It should be obvious that the bankers’ new money is not a means of production; that is, it does not create wealth. One cannot dig foundations or roll autos off the assembly line with pieces of paper. There is a fundamental difference between capital, hard goods in the real world, and notations on the bankers’ ledger. It is the former which are productive. If the latter are given the same name (capital), they do not acquire the same capabilities. A steam shovel can dig the foundations for a factory. All the paper money in the world can not. All that the banker has succeeded in doing is to transfer control over the steam shovel (and other real capital) from the productive businessman, who can use it to increase the world's wealth by 8%, to an inefficient businessman, who only increases wealth by 5%.

The banker points to the project which has been built with his loan, a chain of restaurants, a factory, an office building, and beams with pride. But as Frederic Bastiat pointed out in a slightly different context, the banker is ignoring the project which has not been built because the necessary capital was diverted to the use of his friend. Experience shows that the latter project is more beneficial to society than the former.

The Trick of the Money Illusion

If the banker and his friend gain and if there is a loss to society as a whole, it is clear that the rest of the people must lose. But the manner in which this loss occurs is highly deceptive. If the average price of steam shovels is $90,000 just before the banker create his new money, then perhaps (a contractor working for) the Tennessee Fried Chicken Company buys one from the previous owner by paying $100 000. The owner of the steam shovel is quite happy. He feels that he has made a good bargain. He has sold a $90,000 shovel for $100,000. It is only when the price of steam shovels goes to $180,000 (a consequence of the doubling of the money supply) that he realizes that he has lost. Even here he may not fully realize it. He is a victim of the money illusion.

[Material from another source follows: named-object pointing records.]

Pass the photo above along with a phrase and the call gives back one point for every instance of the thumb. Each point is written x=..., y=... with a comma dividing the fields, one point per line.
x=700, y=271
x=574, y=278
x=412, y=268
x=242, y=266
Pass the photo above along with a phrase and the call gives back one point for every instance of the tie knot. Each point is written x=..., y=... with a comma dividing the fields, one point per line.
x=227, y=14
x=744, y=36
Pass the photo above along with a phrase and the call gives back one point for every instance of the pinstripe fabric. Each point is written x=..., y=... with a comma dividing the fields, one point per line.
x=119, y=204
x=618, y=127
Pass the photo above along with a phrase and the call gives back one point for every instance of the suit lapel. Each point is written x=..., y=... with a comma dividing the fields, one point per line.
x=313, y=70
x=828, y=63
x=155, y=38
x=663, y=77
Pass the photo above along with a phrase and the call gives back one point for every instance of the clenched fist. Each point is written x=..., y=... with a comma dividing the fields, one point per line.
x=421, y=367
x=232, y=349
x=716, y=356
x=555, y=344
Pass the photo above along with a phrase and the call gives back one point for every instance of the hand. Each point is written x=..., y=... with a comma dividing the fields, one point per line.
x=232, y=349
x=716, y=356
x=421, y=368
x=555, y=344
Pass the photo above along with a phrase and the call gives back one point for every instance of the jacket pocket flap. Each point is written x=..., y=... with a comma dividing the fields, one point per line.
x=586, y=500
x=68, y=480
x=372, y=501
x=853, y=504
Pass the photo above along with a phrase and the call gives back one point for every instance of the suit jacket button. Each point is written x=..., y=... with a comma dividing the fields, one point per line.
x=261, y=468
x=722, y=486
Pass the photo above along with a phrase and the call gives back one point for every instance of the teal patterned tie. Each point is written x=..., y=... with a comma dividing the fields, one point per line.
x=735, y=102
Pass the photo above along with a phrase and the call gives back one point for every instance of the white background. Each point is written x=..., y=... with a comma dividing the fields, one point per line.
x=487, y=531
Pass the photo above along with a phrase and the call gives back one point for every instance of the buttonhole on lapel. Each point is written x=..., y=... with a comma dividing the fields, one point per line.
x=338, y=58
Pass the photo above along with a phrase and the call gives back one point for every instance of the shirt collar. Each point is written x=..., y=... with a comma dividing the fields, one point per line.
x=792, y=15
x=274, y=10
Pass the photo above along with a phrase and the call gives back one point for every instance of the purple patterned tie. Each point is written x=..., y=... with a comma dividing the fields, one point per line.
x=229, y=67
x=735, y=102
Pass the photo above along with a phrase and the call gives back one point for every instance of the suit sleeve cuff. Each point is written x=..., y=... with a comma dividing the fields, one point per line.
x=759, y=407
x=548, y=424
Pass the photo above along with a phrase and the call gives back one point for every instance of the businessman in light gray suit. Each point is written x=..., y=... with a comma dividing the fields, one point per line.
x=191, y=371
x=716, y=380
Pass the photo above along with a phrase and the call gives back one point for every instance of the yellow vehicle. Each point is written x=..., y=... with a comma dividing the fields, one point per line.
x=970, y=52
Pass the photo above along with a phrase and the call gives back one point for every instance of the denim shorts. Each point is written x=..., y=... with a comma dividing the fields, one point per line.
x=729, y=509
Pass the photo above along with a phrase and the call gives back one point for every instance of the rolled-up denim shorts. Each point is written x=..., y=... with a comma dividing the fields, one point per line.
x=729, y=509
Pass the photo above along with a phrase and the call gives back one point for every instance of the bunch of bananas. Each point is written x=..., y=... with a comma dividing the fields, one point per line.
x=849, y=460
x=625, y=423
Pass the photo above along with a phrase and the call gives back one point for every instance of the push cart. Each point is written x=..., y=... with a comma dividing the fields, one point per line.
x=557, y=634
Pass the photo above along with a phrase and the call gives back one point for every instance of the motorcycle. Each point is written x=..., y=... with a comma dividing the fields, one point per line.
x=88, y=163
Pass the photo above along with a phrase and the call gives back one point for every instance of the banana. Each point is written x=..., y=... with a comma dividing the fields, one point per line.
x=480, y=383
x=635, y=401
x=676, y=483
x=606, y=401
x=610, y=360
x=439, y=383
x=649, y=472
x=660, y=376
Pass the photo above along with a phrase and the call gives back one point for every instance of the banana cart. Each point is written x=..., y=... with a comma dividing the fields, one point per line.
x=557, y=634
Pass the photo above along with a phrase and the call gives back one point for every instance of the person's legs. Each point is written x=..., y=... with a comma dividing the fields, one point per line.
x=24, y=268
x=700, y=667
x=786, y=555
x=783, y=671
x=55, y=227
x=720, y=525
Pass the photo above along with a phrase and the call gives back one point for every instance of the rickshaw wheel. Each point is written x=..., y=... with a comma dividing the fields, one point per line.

Since money is the yardstick by which we measure value, most people take the value of money as constant. This is understandable. We do not usually think of our yardsticks as changing while we are measuring. When the price of goods expressed in the money rises, it is a natural assumption that the money has remained constant aid the goods have gone up. This illusion, that the money keeps the same value, even continues when all of the goods in society are rising in price.

If the money really kept its value, then the bankers’ creation of money would add more real value to society. If it could do that, then perhaps no one needs to work. Just print money and let everyone get rich. What a clever economic theory.9

But because the owner of the steam shovel regards money as being fixed, he does not even realize that he has been cheated. As prices generally work their way higher, so that the $100,000 he has received for his equipment shrinks to the value of $50,000, he does not blame the fried chicken entrepreneur. He does not even blame the banker. As he dimly becomes aware that something is wrong, he may not even relate it to his decision to sell the shovel. All he knows is that some outside force is causing the price of everything he buys to go up and making life more difficult for him.10

To make the example more realistic, perhaps the other businessman never got to own the steam shovel in the first place. Perhaps the banker’s friend bought the shovel new, causing its price to rise as before. The other businessman, not being a friend of the banker, cannot afford to buy it. He puts his hands in his pockets and shuffles home never understanding why his small enterprise cannot quite make it off the ground.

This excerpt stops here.